Ehh... Parece que o chefe dos escravos fez uma ótima escolha ao escolher você como um dos dez. Que força!

Florento aplaudiu.

— Então quer dizer que você sabe lutar?

A mascarada balançou a cabeça positivamente a pergunta feita por Gabriel.

— Então, depois, se importa se tivermos uma luta? — Miomura desafiou.

— Ei, ei. Ele é meu, nem tente — interferiu Thomas, coçando sua cabeça.

— Ninguém é de ninguém. Não se esqueçam do que viemos fazer.

— Mas... — Miomura e Thomas tentaram se justificar, no entanto, Gabriel os cortou.

— Além disso, foram vocês que provocaram, então arquem com as consequências. E outra, vocês vão chamar atenção demais tendo esse tipo de comportamento.

— Sinto muito.

— É, acho que mandei mal.

— Francamente... — Gabriel suspirou.

Depois disso, uma comitiva de soldados chegou ao acompanhamento, escoltando um homem com um terno e uma faixa, que partia da extremidade do seu ombro a sua cintura.

— Cambada de inúteis! — O homem ardia de furor ao contemplar o cenário vivido naquele acampamento. Garrafas de vinhos jogadas de um lado para outro. Um e outro soldado abandonado no chão. Outros, ainda, delirando sobre efeito da ressaca. — Tse, esses malditos... Como ousam?!

— Essa voz... — Florento reconheceu de imediato a voz que falava. — É a do Tenente Rivalle!

— Aquele senhor daquele dia, não é?

— Pois é, o senhor que você tentou enganar.

Miomura riu. Demorou cerca de mais de trinta minutos para todos os soldados estarem em forma.

Guiados pelo tenente Rivalle, marchavam em direção ao campo de treinamento. Uma marcha que chamava atenção do povo na cidade, devido à quantidade de soldados que mais pareciam formigas. Miomura e os demais estavam camuflados entre os soldados, reclamando do cheiro horrível que muitos deles exalavam.

Mas não tinham escolhas se não aguentar até a chegada ao campo de treinamento.

— Finalmente! — Miomura suspirou de alívio, como o campo de treinamento era bastante grande, por lá o ar fluía com bastante facilidade, já que os soldados não ocupavam bastante espaço. Não foi só Miomura que se sentiu aliviado, Florento e os demais Miorianos compartilharam da mesma sensação, que era respirar um ar que não fosse contaminado.

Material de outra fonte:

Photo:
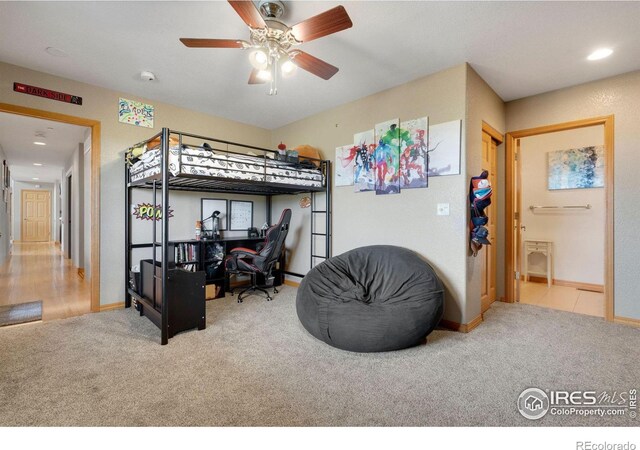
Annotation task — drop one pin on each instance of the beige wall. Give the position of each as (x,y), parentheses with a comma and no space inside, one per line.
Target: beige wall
(483,104)
(408,219)
(618,96)
(102,105)
(577,234)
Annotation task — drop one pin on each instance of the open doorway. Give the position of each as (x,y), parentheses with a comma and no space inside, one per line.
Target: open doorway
(67,204)
(69,215)
(559,219)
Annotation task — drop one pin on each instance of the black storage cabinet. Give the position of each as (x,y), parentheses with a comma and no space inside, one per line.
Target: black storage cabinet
(185,289)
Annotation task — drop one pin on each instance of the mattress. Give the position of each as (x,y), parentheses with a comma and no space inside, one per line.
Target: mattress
(204,162)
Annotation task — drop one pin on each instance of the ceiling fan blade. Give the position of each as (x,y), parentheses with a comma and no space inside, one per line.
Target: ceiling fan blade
(211,43)
(328,22)
(314,65)
(249,13)
(253,78)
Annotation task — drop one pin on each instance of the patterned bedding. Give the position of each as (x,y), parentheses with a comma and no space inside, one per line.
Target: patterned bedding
(204,162)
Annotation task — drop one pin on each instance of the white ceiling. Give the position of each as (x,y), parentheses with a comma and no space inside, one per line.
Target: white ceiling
(17,134)
(519,48)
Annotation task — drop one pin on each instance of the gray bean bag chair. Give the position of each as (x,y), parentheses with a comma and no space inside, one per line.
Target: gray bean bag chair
(371,299)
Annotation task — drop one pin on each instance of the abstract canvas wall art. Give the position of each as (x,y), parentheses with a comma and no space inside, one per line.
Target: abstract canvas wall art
(387,157)
(444,148)
(135,113)
(363,175)
(576,168)
(414,156)
(344,165)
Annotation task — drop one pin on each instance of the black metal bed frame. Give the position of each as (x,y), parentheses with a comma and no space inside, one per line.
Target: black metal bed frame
(199,183)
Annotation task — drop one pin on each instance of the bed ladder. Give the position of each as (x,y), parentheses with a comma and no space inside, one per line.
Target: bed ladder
(321,252)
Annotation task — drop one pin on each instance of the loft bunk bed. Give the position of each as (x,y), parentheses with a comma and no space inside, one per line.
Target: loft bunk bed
(172,298)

— Atenção! — O Tenente Rivalle falou. Como era baixinho, ele estava por cima de uma escadaria de caixas feitas de madeira. — Hoje é um dia importante! Sabem por quê?!

"Receberemos aumentos?"

" Cancelaram a guerra?"

— Hoje receberemos os capitães em nosso treinamento! — Algo que raramente acontecia. Embora fosse uma honra ter capitães no campo de treinamento, não era algo com que devessem se alegrar, por conta de suas personalidades.

— Então quer dizer que os capitães estarão aqui? Isso pode ser um problema, porque eles já gravaram o seu rosto, Miomura. — Gabriel direcionou os seus olhos ao mesmo.

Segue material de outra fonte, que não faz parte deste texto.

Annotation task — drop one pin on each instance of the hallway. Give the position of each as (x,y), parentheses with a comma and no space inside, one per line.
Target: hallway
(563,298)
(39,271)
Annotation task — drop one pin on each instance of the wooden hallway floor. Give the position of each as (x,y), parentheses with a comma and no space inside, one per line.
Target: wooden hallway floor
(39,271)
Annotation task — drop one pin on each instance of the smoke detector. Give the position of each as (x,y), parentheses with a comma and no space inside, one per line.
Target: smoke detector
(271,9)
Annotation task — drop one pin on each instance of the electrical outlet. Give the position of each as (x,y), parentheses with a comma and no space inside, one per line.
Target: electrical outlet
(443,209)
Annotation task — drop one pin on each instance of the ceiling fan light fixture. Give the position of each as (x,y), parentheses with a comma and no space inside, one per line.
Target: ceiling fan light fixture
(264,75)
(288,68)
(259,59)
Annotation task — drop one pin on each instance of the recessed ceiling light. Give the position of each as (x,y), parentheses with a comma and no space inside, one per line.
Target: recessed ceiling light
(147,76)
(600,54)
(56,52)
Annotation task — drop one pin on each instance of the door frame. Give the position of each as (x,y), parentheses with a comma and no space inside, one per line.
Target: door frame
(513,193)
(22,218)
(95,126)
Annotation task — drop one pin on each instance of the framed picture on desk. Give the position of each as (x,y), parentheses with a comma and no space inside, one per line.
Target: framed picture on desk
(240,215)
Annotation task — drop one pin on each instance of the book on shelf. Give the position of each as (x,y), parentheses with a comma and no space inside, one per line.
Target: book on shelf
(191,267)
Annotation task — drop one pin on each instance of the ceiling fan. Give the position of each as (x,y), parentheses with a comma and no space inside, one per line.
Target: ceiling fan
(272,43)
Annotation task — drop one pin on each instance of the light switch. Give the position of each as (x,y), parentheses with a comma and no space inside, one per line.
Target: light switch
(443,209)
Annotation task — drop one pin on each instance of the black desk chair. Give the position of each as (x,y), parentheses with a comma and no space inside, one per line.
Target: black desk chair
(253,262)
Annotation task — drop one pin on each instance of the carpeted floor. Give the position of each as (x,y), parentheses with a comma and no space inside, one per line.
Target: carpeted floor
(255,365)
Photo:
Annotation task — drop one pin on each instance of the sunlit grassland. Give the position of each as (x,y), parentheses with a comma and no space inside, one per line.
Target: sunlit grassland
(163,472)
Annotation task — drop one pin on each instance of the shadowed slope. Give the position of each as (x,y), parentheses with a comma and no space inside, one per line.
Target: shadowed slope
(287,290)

— Acho que eles estão vindo te buscar para a execução! — riu Thomas.

— Eu só preciso usar uma máscara e tudo vai ficar bem. — Miomura recolocou a máscara que havia ganho do Florento quando esteve em sua casa. — Assim, ninguém me reconhece, não é?

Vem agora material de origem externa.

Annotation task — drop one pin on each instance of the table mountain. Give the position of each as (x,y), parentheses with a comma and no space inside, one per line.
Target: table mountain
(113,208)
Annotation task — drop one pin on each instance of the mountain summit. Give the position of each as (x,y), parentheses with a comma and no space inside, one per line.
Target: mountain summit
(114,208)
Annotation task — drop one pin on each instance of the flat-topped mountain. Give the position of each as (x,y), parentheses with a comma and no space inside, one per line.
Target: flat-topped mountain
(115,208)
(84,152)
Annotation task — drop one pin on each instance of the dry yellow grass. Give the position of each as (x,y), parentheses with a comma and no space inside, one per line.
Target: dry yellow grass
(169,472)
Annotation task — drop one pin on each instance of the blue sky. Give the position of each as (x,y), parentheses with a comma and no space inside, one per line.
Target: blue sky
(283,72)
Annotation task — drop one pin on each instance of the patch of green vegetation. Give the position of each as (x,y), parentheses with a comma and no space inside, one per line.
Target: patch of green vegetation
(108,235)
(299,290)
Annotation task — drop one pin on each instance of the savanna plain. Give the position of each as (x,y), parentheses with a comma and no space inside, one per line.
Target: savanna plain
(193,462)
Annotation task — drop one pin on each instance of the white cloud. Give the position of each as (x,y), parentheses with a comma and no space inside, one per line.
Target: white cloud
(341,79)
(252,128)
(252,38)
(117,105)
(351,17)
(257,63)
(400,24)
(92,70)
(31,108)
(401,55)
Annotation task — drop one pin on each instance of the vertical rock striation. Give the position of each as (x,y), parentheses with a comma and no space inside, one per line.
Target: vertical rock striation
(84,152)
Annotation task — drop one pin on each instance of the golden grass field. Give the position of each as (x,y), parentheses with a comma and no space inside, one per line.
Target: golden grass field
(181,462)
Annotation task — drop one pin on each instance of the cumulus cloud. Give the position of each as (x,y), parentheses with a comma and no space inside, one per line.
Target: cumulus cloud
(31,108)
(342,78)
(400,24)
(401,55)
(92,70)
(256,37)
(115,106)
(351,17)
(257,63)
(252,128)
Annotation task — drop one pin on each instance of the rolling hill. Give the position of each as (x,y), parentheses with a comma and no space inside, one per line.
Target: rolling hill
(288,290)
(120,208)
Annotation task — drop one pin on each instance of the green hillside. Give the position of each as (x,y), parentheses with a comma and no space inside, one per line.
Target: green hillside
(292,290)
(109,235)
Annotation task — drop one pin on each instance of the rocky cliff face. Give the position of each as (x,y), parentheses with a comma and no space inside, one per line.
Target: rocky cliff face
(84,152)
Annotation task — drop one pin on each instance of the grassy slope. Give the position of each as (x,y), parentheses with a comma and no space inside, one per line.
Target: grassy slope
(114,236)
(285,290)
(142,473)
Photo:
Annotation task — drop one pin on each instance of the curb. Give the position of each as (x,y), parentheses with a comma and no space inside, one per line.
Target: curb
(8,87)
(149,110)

— É, embora vocês dois estejam chamando muita atenção... — Gabriel viajava os olhos por aqueles dois mascarados, os únicos entre uma multidão inteira de soldados. Caso lhes perguntassem o porquê das máscaras. O que responderiam? Gabriel temia que algo assim acontecesse.

— Ah, sobre isso, não se preocupem. Temos a equipe de arco e flecha que usa máscara — assegurou Florento. — Então, creio que ninguém os interrogará sobre nada. Mas, para todos os efeitos, mantenham-se ao meu lado.

— Entendido.

Balançaram a cabeça positivamente.

— Com vocês, os capitães do maior e o mais poderoso exército de Aclasia!

Os portões abriram-se. Homens em armaduras prateadas entravam a cavalo no campo de treinamento.

Os soldados, antes barulhentos, agora recebiam seus capitães em profundo silêncio. O temor e o tremor haviam se instalado no campo de treinamento.

— Tantos vermes reunidos em um só local.

— E isso é jeito de chamar seus soldados, irmão?

— Se eles fossem fortes, ao menos. Mas são um bando de fracos. Acho que deveríamos rever o conceito de soldados para que menos pessoas se candidatem a soldados.

— Você gosta mesmo de subestimar as pessoas.

— Nessa guerra... Veremos quem de fato merece o título de soldado. Isso vai ser tão divertido, ver o desespero daqueles que acham que a vida da espada é fácil.